CIS VAT Reverse Charge:
HMRC extends its new regime to the Construction Industry Scheme (CIS) by introducing VAT reverse charge- a changed way the VAT is collected in the building and Construction industry. The aim is to combat the fraudster in charging VAT and go missing without paying it over to authorities. It will come into effect on 1 October 2019 and will require customers receiving the service to pay the VAT due to HMRC instead of paying from the supplier. The important difference between reverse charge and CIS is that the former applies to the whole service, however under CIS, payments to sub-contractors are allotted without any deductions made on the material content.
How does CIS VAT reverse charge works?
The reverse charge implies the customer receiving the specified services needs to pay the VAT to HMRC rather than the provider. However the customer can recoup the VAT, following the normal rules for VAT recovery.
Services it will apply to:
The said regime will apply to:
- Supplies of specified services between VAT registered businesses which are the services defined as construction operations for the purpose of the Construction Industry Scheme (CIS).
- If any of the services in a supply are liable to the reverse charge, every single other service (which will be exempted if otherwise being supplied as a single service) will likewise be liable to it.

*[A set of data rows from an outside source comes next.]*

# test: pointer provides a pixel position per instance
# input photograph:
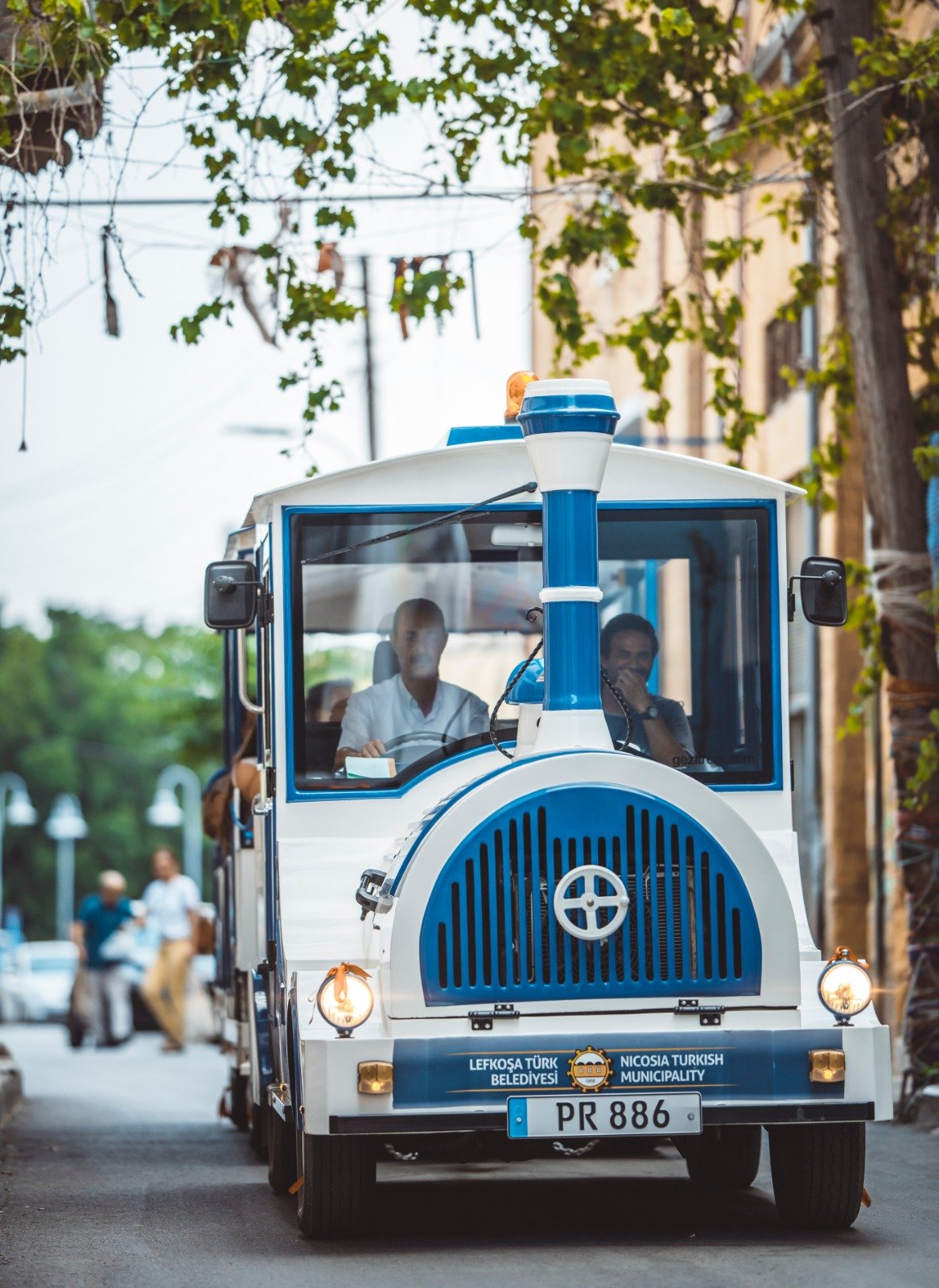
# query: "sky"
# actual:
(139, 455)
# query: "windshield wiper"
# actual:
(442, 521)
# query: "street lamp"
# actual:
(167, 811)
(64, 826)
(19, 811)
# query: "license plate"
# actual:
(675, 1114)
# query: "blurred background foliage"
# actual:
(98, 708)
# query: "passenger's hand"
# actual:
(632, 688)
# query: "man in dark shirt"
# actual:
(109, 992)
(660, 727)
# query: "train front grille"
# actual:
(490, 931)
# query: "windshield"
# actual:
(401, 650)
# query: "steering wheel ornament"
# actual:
(589, 903)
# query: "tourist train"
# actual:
(510, 861)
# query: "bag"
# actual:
(216, 799)
(200, 1021)
(119, 947)
(205, 935)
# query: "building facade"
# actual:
(844, 795)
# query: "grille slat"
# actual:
(490, 931)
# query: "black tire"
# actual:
(257, 1135)
(238, 1092)
(281, 1153)
(336, 1199)
(724, 1158)
(818, 1174)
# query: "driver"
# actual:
(660, 727)
(415, 712)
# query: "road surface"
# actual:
(117, 1172)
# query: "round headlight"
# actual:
(844, 987)
(345, 1000)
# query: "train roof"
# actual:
(469, 472)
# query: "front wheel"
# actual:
(818, 1174)
(724, 1158)
(336, 1199)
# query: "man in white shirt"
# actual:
(171, 903)
(414, 712)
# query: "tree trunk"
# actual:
(894, 491)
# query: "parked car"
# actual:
(38, 979)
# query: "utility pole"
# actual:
(370, 365)
(896, 493)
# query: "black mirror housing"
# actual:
(231, 596)
(823, 586)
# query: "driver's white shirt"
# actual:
(388, 712)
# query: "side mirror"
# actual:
(823, 586)
(231, 596)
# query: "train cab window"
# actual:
(447, 605)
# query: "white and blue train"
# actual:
(521, 865)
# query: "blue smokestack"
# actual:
(568, 428)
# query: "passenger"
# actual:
(171, 902)
(660, 727)
(415, 712)
(326, 701)
(94, 931)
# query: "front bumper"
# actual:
(463, 1084)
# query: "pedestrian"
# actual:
(96, 931)
(171, 903)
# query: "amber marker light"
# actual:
(844, 985)
(514, 392)
(375, 1077)
(826, 1066)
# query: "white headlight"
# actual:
(344, 1000)
(844, 987)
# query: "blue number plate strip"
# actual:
(604, 1116)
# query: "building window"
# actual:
(784, 349)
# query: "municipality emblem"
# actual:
(589, 1069)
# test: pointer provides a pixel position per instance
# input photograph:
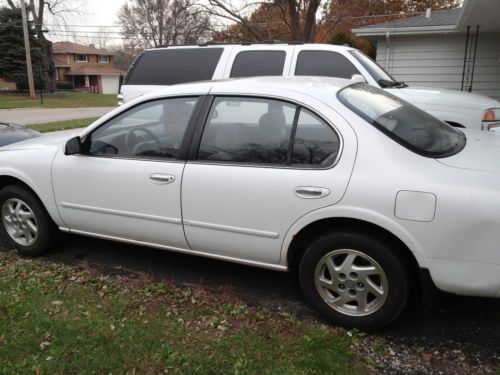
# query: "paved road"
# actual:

- Labour and material supplies charged at reduced or standard rate VAT.
- Businesses that are VAT registered in CIS supply chain.

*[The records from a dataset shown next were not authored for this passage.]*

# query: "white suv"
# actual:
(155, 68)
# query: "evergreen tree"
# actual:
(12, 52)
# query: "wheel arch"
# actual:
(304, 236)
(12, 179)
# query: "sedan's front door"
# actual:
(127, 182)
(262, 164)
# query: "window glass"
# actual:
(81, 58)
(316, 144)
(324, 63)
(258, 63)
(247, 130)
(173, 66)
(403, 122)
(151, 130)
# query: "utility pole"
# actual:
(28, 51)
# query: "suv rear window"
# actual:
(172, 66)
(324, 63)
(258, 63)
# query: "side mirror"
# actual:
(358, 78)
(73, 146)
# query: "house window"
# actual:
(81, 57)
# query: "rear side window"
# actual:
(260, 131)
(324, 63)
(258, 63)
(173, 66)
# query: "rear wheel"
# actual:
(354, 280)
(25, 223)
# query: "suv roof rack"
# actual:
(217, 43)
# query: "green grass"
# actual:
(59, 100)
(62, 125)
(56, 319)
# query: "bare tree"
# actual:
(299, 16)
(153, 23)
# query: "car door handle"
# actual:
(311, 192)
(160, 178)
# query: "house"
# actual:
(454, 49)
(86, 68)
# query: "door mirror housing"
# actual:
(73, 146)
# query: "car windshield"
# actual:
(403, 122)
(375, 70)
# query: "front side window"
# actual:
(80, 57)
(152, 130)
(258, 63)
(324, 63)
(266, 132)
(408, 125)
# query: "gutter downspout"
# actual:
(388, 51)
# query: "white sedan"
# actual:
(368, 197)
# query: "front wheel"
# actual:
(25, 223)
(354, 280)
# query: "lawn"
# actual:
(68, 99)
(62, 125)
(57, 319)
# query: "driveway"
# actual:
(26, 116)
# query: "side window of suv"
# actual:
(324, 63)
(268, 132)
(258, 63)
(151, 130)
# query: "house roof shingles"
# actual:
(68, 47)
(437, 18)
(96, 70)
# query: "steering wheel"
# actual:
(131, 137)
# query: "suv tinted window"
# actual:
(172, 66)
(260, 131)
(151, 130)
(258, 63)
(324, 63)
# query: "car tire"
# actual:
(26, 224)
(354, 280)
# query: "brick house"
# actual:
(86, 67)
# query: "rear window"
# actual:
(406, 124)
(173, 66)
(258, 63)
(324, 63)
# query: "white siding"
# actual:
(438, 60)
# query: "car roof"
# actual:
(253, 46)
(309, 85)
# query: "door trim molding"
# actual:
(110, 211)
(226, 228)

Basically, every organisation registered under Construction Industry Scheme (CIS) and those invoicing a client/customer that isn’t CIS registered must charge VAT at a normal rate. Contractors or sub-contractors providing services to larger contractors or working through a recruitment agency or umbrella company are going to be mainly affected.

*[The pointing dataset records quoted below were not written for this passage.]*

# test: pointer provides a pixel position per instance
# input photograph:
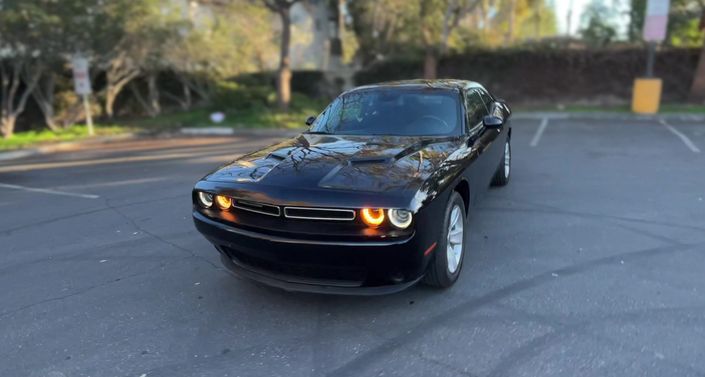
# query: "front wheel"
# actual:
(450, 250)
(501, 176)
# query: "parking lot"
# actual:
(590, 263)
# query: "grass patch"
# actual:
(73, 133)
(255, 117)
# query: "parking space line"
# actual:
(688, 143)
(539, 132)
(48, 191)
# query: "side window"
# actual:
(475, 107)
(487, 99)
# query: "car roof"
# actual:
(419, 83)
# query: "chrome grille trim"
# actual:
(348, 214)
(261, 205)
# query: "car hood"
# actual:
(362, 163)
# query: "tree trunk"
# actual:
(509, 37)
(284, 74)
(153, 93)
(697, 90)
(12, 99)
(43, 95)
(430, 67)
(7, 125)
(110, 95)
(187, 97)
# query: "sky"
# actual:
(562, 8)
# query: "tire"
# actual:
(504, 170)
(441, 273)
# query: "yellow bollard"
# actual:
(647, 95)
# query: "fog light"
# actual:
(223, 202)
(372, 217)
(205, 199)
(400, 218)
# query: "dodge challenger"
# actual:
(371, 199)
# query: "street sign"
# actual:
(656, 20)
(82, 86)
(81, 80)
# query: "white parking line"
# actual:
(539, 132)
(688, 143)
(48, 191)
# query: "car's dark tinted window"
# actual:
(487, 99)
(392, 111)
(476, 108)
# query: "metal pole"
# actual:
(89, 119)
(650, 60)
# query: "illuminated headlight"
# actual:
(399, 218)
(205, 199)
(223, 202)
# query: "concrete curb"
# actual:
(63, 146)
(279, 132)
(183, 132)
(609, 116)
(227, 131)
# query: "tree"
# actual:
(438, 19)
(283, 9)
(24, 43)
(384, 27)
(599, 25)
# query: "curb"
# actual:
(63, 146)
(228, 131)
(608, 116)
(183, 132)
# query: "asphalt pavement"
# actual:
(590, 263)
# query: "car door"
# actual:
(484, 138)
(496, 147)
(475, 110)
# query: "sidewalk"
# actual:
(273, 132)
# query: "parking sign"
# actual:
(81, 80)
(656, 20)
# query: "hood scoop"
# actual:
(370, 160)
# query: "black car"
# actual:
(371, 199)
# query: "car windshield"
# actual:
(396, 111)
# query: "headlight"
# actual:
(223, 202)
(372, 216)
(205, 199)
(400, 218)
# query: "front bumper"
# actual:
(319, 266)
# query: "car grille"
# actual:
(305, 213)
(262, 208)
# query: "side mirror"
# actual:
(493, 122)
(502, 102)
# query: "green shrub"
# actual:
(233, 96)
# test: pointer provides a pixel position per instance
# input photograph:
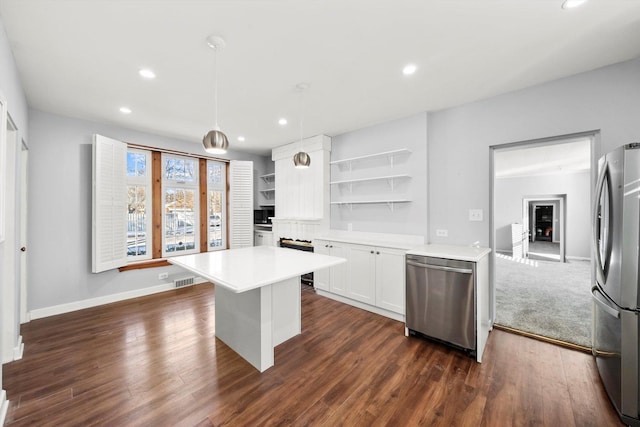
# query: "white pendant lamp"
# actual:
(215, 141)
(301, 159)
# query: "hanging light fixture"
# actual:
(215, 141)
(301, 159)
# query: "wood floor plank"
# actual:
(155, 361)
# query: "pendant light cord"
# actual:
(215, 88)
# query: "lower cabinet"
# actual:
(372, 275)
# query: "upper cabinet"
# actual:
(267, 190)
(303, 193)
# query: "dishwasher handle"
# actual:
(440, 267)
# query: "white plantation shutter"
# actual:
(109, 204)
(240, 204)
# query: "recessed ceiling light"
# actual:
(569, 4)
(409, 69)
(147, 73)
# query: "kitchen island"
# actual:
(257, 295)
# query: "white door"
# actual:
(22, 215)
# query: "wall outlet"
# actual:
(475, 215)
(442, 233)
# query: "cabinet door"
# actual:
(362, 275)
(322, 278)
(390, 279)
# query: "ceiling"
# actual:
(81, 59)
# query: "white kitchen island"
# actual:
(257, 295)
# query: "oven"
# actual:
(300, 245)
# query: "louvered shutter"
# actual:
(240, 204)
(109, 202)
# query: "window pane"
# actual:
(215, 219)
(136, 221)
(180, 219)
(179, 169)
(136, 164)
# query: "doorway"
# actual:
(541, 191)
(544, 218)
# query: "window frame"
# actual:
(222, 188)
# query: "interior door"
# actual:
(22, 270)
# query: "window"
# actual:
(139, 216)
(180, 208)
(216, 204)
(148, 204)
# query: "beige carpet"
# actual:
(547, 298)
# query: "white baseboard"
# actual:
(107, 299)
(377, 310)
(4, 406)
(18, 350)
(578, 258)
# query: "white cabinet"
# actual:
(262, 237)
(373, 278)
(390, 279)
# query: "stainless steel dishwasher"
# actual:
(440, 300)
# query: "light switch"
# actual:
(475, 215)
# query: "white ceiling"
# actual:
(81, 58)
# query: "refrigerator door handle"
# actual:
(602, 302)
(600, 260)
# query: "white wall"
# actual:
(60, 211)
(606, 99)
(509, 193)
(406, 218)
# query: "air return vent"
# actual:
(187, 281)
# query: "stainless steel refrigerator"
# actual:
(615, 293)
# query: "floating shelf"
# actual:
(389, 203)
(388, 154)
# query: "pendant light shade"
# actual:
(301, 159)
(215, 141)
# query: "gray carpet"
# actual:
(547, 298)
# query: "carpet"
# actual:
(547, 298)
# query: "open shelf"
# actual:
(389, 154)
(390, 203)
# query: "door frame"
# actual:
(561, 199)
(594, 136)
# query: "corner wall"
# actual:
(606, 99)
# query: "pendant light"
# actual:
(215, 141)
(301, 159)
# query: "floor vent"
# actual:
(187, 281)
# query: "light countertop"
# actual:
(241, 270)
(463, 253)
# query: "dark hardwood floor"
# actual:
(155, 361)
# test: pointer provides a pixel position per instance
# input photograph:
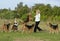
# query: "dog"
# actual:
(15, 27)
(53, 28)
(27, 27)
(6, 27)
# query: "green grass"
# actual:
(38, 36)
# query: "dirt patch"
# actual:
(28, 39)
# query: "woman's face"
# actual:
(37, 12)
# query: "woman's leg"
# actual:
(35, 27)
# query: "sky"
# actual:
(13, 3)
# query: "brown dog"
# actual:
(27, 26)
(53, 28)
(6, 27)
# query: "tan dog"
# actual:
(27, 26)
(53, 28)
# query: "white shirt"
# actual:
(37, 17)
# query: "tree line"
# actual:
(47, 12)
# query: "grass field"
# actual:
(38, 36)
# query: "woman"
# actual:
(37, 21)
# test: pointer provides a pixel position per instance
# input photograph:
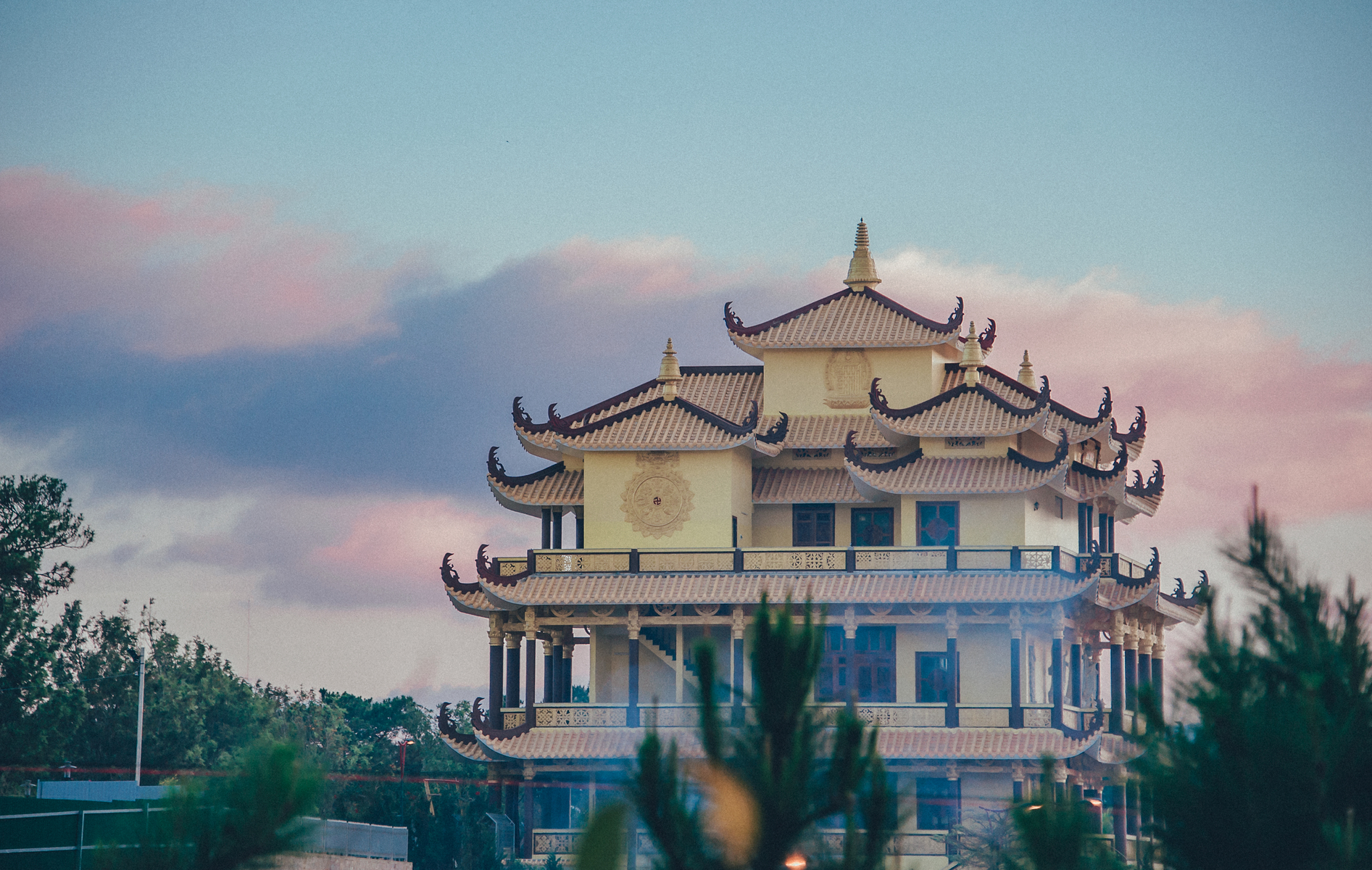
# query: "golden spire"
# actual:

The domestic reverse charge does not apply if the services offered are zero rated for VAT or if the customer itself is not registered for VAT in the UK, normal VAT rules apply in such cases. However, if you are not VAT registered, it should be made clear to the supplier in writing. End users and intermediary supplier businesses are also exempted under this along with employment businesses engaged in supplying staff and in charge of paying the temporary workers supplied.
Things need to do after implication:
- As a contractor you need to review supplies made and received from VAT registered contractors.
- Obtaining VAT registration and CIS status from customers and whether or not they are an end user.
- Impact on cash flow and if there is any approach to alleviate this.
- Ensure your accounting systems and software are updated to deal with the reverse charge.
After the VAT reverse charge comes into effect, invoices should clearly indicate that the reverse charge mechanism has been applied and that the customer is required to account for the VAT.
HMRC comprehends that executing the reverse charge may cause trivial issues and will apply a light touch in managing any errors made in the initial half-year of the new enactment, as long as you are attempting to follow the new enactment and have acted in accordance with some basic honesty.
Penalties will only be considered if one is purposefully exploiting the measure by not representing it effectively.